"""File 05nestedElasticitiesConfidenceIntervals.py

:author: Michel Bierlaire, EPFL
:date: Wed Sep 11 15:57:46 2019

 We use a previously estimated nested logit model.
 Three alternatives: public transporation, car and slow modes.
 RP data.
 We calculate disaggregate and aggregate direct arc elasticities, and
 the confidence intervals.
"""

import sys
import pandas as pd
import biogeme.database as db
import biogeme.biogeme as bio
import biogeme.models as models
import biogeme.results as res
from biogeme.expressions import Beta

# Calculate confidence intervals for elasticities requires interval arithmetics
# Use 'pip install pyinterval' if not available on your system.
# Warning: other types of interval packages are also available.
try:
    import interval as ia
except ModuleNotFoundError:
    print('Use "pip install pyinterval" to install a requested package')
    sys.exit()

# Read the data
df = pd.read_csv('optima.dat', sep='\t')
database = db.Database('optima', df)

# The following statement allows you to use the names of the variable
# as Python variable.
globals().update(database.variables)

# Exclude observations such that the chosen alternative is -1
database.remove(Choice == -1.0)

# Normalize the weights
sumWeight = database.data['Weight'].sum()
numberOfRows = database.data.shape[0]
normalizedWeight = Weight * numberOfRows / sumWeight

# Calculate the number of accurences of a value in the database
numberOfMales = database.count('Gender', 1)
print(f'Number of males:   {numberOfMales}')

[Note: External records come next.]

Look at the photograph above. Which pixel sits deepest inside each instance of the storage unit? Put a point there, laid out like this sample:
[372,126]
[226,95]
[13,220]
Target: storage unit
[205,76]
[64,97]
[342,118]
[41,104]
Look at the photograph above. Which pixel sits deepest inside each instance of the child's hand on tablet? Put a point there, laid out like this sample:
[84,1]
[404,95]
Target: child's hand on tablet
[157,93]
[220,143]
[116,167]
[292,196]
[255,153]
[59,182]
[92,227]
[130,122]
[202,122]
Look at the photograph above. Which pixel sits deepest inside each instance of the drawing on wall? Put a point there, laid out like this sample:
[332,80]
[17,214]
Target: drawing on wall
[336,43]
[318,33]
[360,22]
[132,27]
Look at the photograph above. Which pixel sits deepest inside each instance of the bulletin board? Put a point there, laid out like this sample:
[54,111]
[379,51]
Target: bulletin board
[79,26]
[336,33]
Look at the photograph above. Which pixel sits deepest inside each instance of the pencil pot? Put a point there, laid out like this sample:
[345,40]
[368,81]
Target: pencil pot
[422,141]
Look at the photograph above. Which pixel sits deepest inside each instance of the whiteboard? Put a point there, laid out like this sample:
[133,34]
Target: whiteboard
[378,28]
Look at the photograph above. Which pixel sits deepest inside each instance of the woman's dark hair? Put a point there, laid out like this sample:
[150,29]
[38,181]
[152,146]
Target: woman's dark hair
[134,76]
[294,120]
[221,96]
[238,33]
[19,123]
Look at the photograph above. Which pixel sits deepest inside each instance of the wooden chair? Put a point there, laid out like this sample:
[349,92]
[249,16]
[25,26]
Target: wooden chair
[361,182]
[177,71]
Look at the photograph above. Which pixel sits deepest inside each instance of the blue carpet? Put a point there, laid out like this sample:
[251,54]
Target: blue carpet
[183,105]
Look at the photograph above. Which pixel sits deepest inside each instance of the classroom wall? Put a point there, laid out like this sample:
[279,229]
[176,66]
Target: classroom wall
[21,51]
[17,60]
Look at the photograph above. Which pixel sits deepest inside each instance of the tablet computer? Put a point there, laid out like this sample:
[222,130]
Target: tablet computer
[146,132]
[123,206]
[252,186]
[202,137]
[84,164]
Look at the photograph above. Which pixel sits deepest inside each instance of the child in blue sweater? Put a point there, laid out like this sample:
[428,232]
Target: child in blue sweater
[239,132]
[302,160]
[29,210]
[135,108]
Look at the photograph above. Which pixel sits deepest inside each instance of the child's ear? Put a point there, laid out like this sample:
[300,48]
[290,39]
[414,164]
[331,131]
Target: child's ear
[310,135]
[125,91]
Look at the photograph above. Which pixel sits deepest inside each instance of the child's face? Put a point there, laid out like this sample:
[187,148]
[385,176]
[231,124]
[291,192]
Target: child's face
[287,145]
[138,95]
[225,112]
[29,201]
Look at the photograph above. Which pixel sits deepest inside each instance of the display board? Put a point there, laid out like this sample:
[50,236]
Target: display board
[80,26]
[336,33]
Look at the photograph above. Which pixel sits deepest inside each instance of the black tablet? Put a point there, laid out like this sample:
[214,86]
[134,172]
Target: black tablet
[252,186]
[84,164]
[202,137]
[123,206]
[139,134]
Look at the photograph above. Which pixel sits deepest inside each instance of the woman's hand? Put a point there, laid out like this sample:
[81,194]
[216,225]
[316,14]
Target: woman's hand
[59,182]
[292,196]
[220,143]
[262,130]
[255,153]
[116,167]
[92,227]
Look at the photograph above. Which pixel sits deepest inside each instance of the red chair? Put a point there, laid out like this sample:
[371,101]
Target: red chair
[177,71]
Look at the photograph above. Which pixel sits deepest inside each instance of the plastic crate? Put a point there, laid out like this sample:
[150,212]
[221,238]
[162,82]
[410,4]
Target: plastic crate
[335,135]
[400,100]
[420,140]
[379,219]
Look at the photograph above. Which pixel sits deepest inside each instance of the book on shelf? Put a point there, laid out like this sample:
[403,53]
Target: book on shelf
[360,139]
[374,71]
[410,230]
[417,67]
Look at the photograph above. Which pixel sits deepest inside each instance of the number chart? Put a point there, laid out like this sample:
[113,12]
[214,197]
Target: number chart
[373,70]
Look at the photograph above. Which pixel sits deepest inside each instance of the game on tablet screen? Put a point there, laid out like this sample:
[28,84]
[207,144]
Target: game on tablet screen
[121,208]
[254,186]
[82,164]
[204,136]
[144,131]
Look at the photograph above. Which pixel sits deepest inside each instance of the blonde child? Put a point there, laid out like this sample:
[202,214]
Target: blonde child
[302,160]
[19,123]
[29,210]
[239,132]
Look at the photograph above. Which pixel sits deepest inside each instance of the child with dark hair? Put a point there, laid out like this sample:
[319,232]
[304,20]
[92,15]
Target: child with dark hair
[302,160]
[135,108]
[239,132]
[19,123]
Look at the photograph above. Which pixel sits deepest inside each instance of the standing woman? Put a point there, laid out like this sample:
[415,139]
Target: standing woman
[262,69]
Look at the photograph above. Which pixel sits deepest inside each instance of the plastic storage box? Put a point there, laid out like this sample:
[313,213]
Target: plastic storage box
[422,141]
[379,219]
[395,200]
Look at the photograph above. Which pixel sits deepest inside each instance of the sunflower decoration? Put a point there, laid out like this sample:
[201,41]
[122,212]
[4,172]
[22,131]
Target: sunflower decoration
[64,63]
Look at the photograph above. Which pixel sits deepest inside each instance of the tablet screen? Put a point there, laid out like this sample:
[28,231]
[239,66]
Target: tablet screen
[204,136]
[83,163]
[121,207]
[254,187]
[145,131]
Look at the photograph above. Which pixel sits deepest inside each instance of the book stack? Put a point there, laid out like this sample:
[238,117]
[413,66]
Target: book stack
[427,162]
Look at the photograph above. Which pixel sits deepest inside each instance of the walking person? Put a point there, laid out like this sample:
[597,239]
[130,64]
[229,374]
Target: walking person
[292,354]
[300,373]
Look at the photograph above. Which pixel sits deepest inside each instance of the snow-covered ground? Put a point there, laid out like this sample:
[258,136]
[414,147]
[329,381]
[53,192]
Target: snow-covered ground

numberOfFemales = database.count('Gender', 2)
print(f'Number of females: {numberOfFemales}')

# For more complex conditions, using directly Pandas
unreportedGender = database.data[(database.data['Gender'] != 1)
                                 & (database.data['Gender'] != 2)].count()['Gender']
print(f'Unreported gender: {unreportedGender}')



# List of parameters. Their value will be set later.
ASC_CAR = Beta('ASC_CAR', 0, None, None, 0)
ASC_PT = Beta('ASC_PT', 0, None, None, 1)
ASC_SM = Beta('ASC_SM', 0, None, None, 0)
BETA_TIME_FULLTIME = Beta('BETA_TIME_FULLTIME', 0, None, None, 0)
BETA_TIME_OTHER = Beta('BETA_TIME_OTHER', 0, None, None, 0)
BETA_DIST_MALE = Beta('BETA_DIST_MALE', 0, None, None, 0)
BETA_DIST_FEMALE = Beta('BETA_DIST_FEMALE', 0, None, None, 0)
BETA_DIST_UNREPORTED = Beta('BETA_DIST_UNREPORTED', 0, None, None, 0)
BETA_COST = Beta('BETA_COST', 0, None, None, 0)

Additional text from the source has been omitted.